Lo Bak Jun and his family have been running their successful tea house in Hong Kong for about three decades. He puts in approximately 70 hours a week, but despite the hard work, business is suffering.

“It’s gotten worse since June this year. Business this year is the worst in 30 years for the shop,” Lo told Al Jazeera.

Lo’s parents started the Kam Yuen Tea House in the early 1990s when Hong Kong’s economy was booming. But now, the city is in recession, tipped over the edge by more than six months of unrest and a protracted trade war between the United States and China.

Small businesses like his are on the financial front line, as tourists stay away and retail sales plunge.

He sells traditional and specialist Chinese teas such as Jasmine, Tieguanyin and Pu’er at the teahouse. He warmly welcomes customers, inviting them to sample different brews, and is happy to host regulars for hours who sip and chat.

“Some tourists will sit here all day and drink all the tea they are given.”

In the past, at least one tour group would visit the shop a day.
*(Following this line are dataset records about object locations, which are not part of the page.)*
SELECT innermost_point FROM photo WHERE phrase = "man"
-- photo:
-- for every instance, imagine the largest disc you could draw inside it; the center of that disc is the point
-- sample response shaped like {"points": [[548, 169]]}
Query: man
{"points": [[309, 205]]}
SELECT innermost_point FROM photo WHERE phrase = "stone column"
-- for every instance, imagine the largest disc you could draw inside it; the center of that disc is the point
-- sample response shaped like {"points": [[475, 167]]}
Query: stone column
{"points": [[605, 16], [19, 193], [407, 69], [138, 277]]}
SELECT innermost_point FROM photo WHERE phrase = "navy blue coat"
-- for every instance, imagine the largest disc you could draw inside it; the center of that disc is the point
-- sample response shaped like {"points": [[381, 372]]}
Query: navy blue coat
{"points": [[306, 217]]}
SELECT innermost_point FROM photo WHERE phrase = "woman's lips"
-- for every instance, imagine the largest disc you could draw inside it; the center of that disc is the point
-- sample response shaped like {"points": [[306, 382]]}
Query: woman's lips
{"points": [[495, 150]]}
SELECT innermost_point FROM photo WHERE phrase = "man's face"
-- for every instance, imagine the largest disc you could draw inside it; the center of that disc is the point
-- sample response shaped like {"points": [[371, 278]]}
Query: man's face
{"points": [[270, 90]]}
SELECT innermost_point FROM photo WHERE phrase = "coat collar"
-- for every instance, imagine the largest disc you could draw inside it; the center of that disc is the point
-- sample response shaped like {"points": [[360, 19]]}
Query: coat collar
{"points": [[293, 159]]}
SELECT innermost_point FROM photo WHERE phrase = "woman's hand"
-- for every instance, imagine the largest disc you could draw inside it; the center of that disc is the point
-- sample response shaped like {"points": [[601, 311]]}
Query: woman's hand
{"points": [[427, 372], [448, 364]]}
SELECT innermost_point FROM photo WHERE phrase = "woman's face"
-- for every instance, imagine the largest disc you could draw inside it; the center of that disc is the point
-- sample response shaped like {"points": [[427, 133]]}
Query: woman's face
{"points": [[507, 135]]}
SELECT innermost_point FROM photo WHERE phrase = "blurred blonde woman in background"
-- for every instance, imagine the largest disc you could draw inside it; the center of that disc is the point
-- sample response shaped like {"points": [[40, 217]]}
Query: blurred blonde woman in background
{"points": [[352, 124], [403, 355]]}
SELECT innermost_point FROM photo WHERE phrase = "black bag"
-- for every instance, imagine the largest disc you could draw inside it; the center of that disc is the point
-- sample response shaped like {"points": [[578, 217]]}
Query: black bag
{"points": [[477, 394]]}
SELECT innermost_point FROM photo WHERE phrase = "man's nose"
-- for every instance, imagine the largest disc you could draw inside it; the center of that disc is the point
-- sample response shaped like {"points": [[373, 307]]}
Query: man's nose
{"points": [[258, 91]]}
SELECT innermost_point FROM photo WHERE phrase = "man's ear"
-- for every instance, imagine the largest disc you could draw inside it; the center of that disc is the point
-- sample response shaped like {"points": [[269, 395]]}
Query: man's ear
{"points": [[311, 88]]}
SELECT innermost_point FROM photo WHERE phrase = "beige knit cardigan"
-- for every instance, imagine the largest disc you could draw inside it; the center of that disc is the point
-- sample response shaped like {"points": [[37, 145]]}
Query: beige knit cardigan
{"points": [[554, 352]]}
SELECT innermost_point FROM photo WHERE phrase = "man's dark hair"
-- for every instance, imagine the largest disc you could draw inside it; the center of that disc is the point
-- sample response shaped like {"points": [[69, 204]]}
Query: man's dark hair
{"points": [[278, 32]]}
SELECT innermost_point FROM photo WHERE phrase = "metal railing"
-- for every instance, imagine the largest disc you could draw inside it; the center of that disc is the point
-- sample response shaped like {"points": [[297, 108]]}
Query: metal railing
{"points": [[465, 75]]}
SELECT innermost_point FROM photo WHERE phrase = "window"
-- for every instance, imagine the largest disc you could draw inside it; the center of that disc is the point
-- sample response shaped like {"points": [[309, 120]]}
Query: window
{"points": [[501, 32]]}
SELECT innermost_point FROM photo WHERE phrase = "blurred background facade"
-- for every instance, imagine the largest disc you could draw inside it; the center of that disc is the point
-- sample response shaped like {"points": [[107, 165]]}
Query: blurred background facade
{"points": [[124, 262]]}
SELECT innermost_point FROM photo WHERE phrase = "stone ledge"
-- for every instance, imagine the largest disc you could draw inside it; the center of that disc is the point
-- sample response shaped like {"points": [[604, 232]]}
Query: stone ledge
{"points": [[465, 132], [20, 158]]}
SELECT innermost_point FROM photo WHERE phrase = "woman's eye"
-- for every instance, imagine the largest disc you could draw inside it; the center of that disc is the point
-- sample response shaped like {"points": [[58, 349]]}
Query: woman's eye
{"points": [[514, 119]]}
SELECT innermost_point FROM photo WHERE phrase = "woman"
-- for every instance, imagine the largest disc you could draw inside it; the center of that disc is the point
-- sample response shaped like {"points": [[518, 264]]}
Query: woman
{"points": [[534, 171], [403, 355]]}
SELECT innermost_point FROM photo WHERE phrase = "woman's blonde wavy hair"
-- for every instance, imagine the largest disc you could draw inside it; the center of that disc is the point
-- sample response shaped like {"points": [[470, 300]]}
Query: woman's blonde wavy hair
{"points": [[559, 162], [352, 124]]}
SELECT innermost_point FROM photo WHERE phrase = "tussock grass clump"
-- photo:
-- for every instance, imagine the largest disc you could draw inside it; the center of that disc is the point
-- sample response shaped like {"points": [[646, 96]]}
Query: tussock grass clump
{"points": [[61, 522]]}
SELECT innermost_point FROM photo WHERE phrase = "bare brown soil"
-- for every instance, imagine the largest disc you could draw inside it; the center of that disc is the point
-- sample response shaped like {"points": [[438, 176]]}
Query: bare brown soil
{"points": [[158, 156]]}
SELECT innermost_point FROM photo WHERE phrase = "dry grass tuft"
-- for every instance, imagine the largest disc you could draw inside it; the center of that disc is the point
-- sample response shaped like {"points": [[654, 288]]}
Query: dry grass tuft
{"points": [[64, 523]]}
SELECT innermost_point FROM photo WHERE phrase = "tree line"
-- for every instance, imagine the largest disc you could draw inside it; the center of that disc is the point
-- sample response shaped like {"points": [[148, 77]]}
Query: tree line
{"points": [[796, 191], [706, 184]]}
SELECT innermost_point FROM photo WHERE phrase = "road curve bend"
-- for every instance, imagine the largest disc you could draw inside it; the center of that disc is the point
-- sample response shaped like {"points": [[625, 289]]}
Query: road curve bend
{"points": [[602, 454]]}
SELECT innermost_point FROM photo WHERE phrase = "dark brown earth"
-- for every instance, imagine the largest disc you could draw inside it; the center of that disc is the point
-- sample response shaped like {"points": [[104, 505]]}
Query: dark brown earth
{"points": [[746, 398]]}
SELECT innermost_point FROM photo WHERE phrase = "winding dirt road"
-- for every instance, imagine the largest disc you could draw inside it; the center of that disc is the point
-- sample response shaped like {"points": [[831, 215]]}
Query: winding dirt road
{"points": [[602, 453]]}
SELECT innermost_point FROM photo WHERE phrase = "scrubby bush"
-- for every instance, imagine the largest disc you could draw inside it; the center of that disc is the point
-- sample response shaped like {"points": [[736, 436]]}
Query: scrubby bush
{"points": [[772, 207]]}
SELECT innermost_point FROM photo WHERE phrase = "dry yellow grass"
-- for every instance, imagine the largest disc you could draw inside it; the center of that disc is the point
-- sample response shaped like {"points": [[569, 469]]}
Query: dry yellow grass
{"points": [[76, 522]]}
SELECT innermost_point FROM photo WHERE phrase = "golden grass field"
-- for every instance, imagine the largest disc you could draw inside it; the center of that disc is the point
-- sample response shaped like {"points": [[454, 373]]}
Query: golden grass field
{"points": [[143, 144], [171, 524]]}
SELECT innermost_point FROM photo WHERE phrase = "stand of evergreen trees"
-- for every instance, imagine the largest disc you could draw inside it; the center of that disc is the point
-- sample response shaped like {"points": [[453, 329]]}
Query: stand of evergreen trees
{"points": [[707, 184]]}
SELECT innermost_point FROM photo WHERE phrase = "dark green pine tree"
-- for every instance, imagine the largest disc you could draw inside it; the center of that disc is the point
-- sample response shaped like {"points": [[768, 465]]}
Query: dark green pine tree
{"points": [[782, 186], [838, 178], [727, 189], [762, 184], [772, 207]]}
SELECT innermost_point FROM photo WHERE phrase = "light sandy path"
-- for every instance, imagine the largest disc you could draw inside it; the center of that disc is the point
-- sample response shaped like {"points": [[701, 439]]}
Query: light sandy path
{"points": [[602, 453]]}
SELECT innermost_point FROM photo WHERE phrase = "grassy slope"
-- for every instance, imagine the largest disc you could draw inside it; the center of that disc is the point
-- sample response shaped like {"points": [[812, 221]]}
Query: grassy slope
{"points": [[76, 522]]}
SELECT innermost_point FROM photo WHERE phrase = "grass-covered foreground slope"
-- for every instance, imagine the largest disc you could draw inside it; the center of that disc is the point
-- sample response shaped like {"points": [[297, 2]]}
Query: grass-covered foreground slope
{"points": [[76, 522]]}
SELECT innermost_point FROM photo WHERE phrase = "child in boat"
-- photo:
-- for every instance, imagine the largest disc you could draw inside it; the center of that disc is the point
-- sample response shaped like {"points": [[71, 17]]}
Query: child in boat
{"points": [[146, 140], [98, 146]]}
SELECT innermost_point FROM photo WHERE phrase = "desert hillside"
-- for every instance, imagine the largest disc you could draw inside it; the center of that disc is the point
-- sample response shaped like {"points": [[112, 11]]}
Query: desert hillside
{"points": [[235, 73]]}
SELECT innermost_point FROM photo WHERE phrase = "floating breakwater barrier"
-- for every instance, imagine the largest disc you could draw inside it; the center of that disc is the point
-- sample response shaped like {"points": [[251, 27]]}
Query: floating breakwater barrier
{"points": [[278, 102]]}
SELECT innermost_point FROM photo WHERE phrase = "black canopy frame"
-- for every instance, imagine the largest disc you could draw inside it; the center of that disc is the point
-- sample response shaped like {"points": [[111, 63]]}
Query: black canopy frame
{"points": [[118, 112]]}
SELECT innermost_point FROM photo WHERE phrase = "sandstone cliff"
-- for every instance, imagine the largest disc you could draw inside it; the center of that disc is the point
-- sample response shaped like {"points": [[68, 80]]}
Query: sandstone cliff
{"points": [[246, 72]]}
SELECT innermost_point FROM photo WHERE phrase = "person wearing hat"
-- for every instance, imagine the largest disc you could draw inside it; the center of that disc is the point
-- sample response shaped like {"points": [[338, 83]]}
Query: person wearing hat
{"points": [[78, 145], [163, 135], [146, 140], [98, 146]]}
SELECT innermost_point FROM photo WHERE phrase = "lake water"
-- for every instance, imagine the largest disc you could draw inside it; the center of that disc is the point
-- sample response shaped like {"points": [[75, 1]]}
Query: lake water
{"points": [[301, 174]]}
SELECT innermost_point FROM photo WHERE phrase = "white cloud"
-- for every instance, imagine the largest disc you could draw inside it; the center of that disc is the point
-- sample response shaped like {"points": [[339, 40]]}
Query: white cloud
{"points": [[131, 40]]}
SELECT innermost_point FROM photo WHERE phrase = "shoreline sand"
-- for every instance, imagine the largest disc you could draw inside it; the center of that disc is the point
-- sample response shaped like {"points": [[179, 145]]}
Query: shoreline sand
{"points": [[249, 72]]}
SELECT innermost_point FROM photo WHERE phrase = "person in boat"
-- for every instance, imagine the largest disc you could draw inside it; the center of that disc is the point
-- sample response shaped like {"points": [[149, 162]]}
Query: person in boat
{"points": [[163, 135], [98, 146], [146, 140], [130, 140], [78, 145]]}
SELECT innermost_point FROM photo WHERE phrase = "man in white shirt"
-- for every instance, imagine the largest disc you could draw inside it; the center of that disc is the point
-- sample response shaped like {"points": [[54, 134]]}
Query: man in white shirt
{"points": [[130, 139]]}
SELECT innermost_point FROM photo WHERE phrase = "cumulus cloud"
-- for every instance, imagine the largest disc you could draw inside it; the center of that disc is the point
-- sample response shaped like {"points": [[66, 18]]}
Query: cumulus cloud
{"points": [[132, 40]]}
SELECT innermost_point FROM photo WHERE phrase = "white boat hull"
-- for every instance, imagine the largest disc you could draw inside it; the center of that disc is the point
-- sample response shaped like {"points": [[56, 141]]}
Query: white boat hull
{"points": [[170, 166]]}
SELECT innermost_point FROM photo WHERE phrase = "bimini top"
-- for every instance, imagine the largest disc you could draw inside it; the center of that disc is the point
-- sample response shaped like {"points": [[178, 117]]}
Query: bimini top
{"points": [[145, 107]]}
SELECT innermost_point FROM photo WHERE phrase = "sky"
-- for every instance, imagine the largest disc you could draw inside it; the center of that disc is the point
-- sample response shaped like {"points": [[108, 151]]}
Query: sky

Now, days go past without a single foreign customer.

Government data shows Hong Kong visitor numbers were down 56 percent in November from a year earlier, after a 44 percent drop in October when tourism is usually thriving around China’s national Golden Week holiday.

Lo misses his foreign customers but says he relies on locals for most of his business. For every 20 Hong Kong dollars ($2.57) spent by a tourist in his shop, a Hong Kong local would spend approximately 100 Hong Kong dollars ($12.85). “Hong Kong people love tea,” says Lo.

Kam Yuen Tea House is in the bustling residential and commercial neighbourhood of Sai Ying Pun, west of Hong Kong’s central business district.

Beijing’s liaison office is on a parallel road nearby.

The area was the scene of some of the first provocative acts last year by protesters, who vandalised the Chinese emblem and threw eggs at the building. The police response was harsh, with liberal amounts of tear gas and mass arrests. It was the start of an escalation in violence that has seen protesters fighting and throwing petrol bombs while police use rubber bullets, bean bag rounds and even occasionally live gunfire to quell the unrest.

Lo says he had to close the shop twice when protesters passed by. But he is sympathetic. “The students are polite,” he continues, “the government needs to do better.”

It all started earlier in 2019, when the Hong Kong government tried to rush through a new extradition bill. People protested over concerns it would give Beijing a legal avenue for political persecution, but it also stoked deeper resentment over a lack of universal suffrage in Hong Kong.

Growing frustration, shrinking economy
There is also pent-up frustration over stagnating living standards in a city with some of the world’s most expensive real estate, making Hong Kong one of the least affordable places to live on the planet.

The protests against the bill evolved early on into five key demands including the release of protesters arrested during early demonstrations, an independent investigation into harsh police action against protesters and the right to fully vote for legislators and the Chief Executive, the head of Hong Kong Special Administrative Region.